La richesse matérielle des Eglises a été un enjeu important, régulièrement conflictuel, des sociétés européennes du Moyen Age jusqu’au XXe siècle. Elle le reste d’ailleurs aujourd’hui, comme le montre les débats récurrents sur la gestion et le contrôle du financement des mosquées ou des nouvelles Eglises évangéliques (notamment pentecôtistes). Ce panel se propose d’aborder le problème des possessions matérielles des Eglises chrétiennes, en Suisse et dans le monde, en examinant l’évolution des pratiques et discours produits sur leur utilité, leur justification et leur implication dans la mission première que revendiquent les Eglises, celle de la gestion de l’économie du salut.

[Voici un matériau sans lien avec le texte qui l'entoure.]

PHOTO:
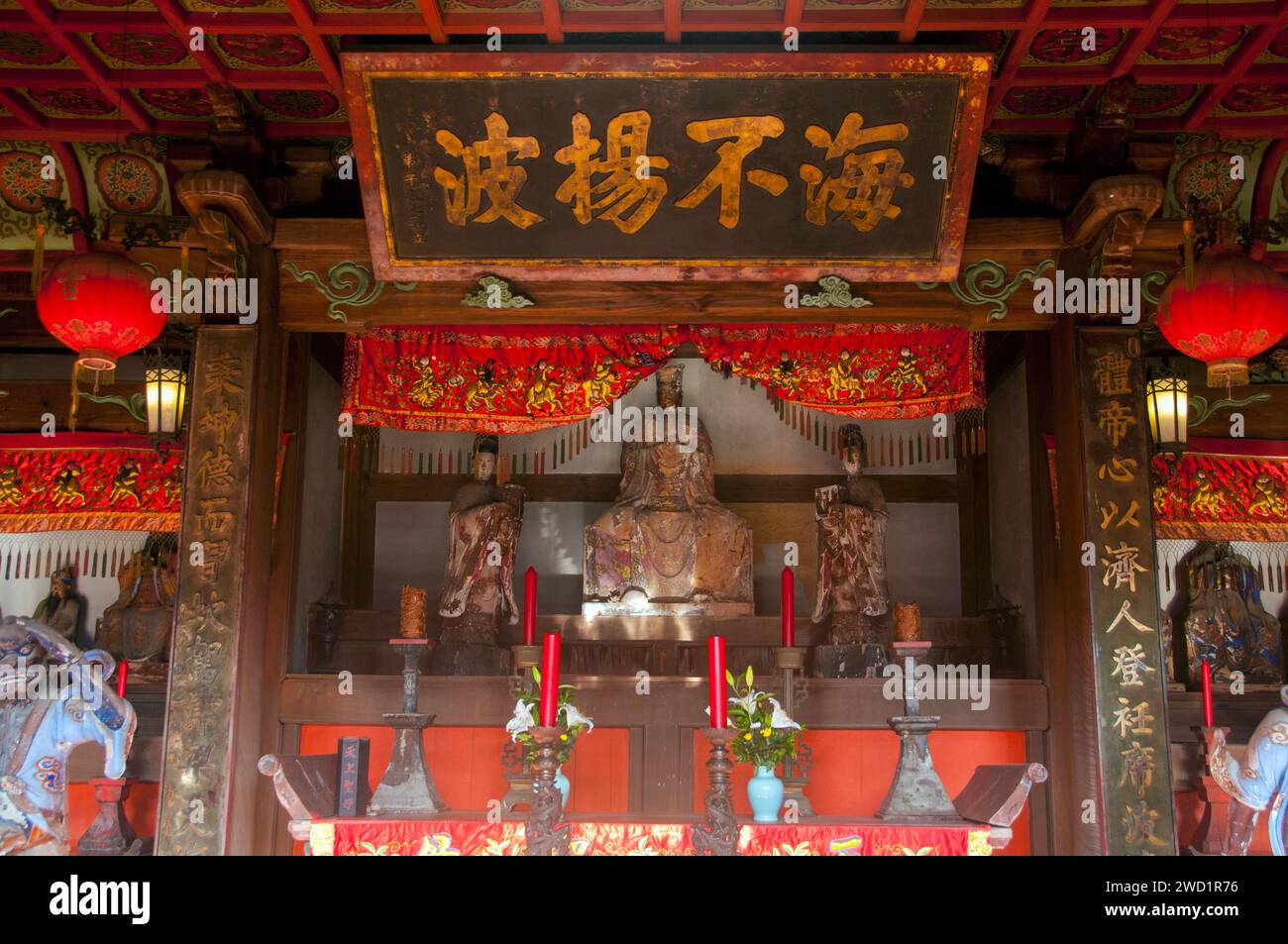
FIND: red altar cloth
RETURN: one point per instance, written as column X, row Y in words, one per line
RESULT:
column 460, row 835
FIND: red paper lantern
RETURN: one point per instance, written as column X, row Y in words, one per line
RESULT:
column 99, row 305
column 1236, row 309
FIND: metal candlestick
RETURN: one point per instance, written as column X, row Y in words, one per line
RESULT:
column 407, row 788
column 791, row 660
column 544, row 833
column 717, row 833
column 915, row 790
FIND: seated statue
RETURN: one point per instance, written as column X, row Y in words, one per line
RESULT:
column 1225, row 622
column 668, row 546
column 60, row 610
column 483, row 526
column 38, row 734
column 137, row 627
column 851, row 569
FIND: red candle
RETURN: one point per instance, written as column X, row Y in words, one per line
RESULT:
column 549, row 712
column 529, row 607
column 716, row 673
column 1207, row 694
column 789, row 609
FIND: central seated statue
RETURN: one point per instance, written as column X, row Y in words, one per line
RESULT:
column 668, row 546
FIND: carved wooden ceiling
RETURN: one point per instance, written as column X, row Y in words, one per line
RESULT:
column 97, row 69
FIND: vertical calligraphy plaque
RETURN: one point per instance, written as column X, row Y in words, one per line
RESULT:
column 1131, row 703
column 196, row 764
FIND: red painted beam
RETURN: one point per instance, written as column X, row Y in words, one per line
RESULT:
column 1235, row 65
column 1016, row 54
column 322, row 54
column 17, row 106
column 1141, row 39
column 433, row 18
column 205, row 58
column 42, row 16
column 912, row 13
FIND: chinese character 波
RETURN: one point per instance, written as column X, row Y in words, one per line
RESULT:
column 487, row 170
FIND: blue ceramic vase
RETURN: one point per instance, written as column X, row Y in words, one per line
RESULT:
column 765, row 793
column 563, row 785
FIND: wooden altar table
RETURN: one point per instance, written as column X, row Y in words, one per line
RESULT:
column 471, row 833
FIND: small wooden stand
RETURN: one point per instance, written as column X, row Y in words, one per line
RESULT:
column 545, row 836
column 111, row 832
column 791, row 661
column 717, row 833
column 407, row 788
column 1214, row 823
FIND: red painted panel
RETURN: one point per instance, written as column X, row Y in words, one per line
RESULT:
column 853, row 771
column 141, row 809
column 467, row 763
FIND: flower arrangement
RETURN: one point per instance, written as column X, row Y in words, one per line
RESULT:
column 765, row 733
column 567, row 716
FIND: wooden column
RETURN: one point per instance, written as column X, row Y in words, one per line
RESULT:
column 223, row 638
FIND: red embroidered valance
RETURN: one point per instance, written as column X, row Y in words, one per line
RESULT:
column 1224, row 489
column 88, row 481
column 528, row 377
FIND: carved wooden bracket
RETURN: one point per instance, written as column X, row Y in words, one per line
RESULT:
column 1109, row 220
column 228, row 217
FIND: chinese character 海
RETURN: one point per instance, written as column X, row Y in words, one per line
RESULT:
column 748, row 133
column 498, row 180
column 629, row 194
column 863, row 192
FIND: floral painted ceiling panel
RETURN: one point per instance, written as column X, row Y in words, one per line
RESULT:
column 73, row 69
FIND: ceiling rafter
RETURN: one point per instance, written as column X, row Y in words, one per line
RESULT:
column 433, row 18
column 1016, row 52
column 72, row 47
column 321, row 50
column 1235, row 65
column 205, row 58
column 912, row 14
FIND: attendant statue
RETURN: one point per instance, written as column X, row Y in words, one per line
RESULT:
column 60, row 610
column 39, row 733
column 137, row 627
column 668, row 545
column 483, row 526
column 851, row 594
column 1256, row 782
column 1225, row 622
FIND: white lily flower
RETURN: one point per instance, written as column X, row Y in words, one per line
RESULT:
column 520, row 721
column 574, row 717
column 780, row 719
column 748, row 702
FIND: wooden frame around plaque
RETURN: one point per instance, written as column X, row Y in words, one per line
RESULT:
column 412, row 239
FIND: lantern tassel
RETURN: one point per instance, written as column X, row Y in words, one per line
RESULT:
column 1188, row 231
column 38, row 259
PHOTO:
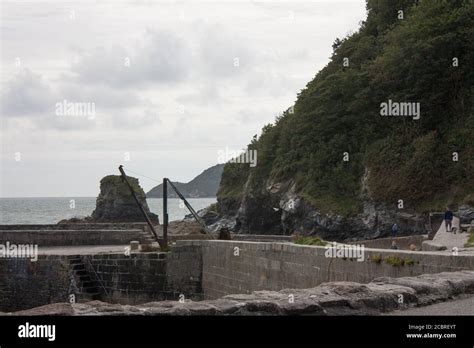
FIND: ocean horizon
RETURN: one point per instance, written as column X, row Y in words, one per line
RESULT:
column 51, row 210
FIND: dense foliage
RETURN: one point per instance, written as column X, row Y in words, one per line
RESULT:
column 409, row 59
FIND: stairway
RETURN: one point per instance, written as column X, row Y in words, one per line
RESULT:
column 88, row 289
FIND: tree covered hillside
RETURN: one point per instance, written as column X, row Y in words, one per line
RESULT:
column 405, row 51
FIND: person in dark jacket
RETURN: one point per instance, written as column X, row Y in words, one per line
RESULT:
column 394, row 230
column 448, row 219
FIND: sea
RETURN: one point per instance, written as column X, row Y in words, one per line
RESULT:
column 51, row 210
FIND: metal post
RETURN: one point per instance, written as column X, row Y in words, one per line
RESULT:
column 162, row 243
column 165, row 210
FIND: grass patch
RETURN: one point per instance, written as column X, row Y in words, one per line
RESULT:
column 395, row 261
column 470, row 241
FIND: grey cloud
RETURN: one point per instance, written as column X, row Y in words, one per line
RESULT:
column 27, row 93
column 160, row 58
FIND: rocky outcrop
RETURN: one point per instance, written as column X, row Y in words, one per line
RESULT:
column 204, row 185
column 338, row 298
column 278, row 209
column 115, row 202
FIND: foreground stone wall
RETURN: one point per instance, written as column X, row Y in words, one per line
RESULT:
column 136, row 278
column 338, row 298
column 26, row 284
column 231, row 267
column 77, row 226
column 71, row 237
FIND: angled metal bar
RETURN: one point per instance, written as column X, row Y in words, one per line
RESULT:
column 163, row 243
column 190, row 208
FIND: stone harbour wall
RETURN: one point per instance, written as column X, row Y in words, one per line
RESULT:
column 231, row 267
column 26, row 284
column 71, row 237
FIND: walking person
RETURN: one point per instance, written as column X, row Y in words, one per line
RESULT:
column 448, row 219
column 394, row 230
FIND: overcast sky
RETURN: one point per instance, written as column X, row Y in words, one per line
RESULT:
column 171, row 83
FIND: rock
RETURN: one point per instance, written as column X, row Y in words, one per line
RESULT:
column 428, row 245
column 465, row 214
column 115, row 202
column 336, row 298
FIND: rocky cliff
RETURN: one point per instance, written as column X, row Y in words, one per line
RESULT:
column 115, row 202
column 335, row 166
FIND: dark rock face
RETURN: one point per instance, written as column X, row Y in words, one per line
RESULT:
column 204, row 185
column 278, row 209
column 115, row 202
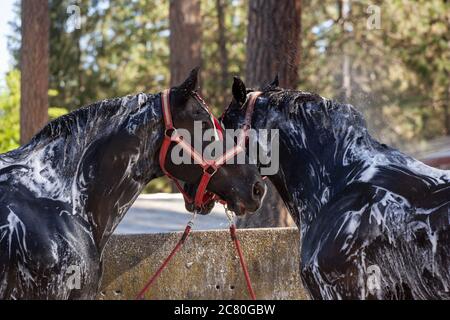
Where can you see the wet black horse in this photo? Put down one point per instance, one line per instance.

Les enjeux portant sur l’acquisition, la gestion, la transaction et la (re)distribution du capital religieux (financier et symbolique) méritent d’être soulevés sur le temps long, ce que ne fait pas l’historiographie actuelle (cf. « sécularisation des biens du clergé », in DHS). Dans ce cadre, la question spécifique des transferts vers l’Etat des richesses ecclésiales, tels qu’ils eurent lieu à différents moments de l’histoire (Réforme, Révolution, Kulturkampf), est particulièrement pertinente. Quelle est leur signification matérielle - qui gagne quoi, pourquoi et dans quels intérêts ? Quelles sont leurs implications dans les réorganisations de l’ordre social en train de se jouer, notamment par les transferts de propriétés et de compétence (par exemple sur l’impôt) entre Eglises et Etat ? Les richesses saisies ou transférés sont-elles considérées comme des biens publics ou communs, conservent-elles un caractère sacré ? L’Etat reprend-il à son compte l’économie charitable jusque-là dévolue à l’Eglise (assistance aux pauvres, éducation, etc.), ou utilise-t-il ses nouvelles ressources pour éponger des dettes publiques, comme la question se posa à Genève au XVIe siècle ? S’engage-t-il, après avoir supprimé l’autonomie financière des Eglises, à financer lui-même le culte, comme le feront la plupart des cantons de la Confédération ?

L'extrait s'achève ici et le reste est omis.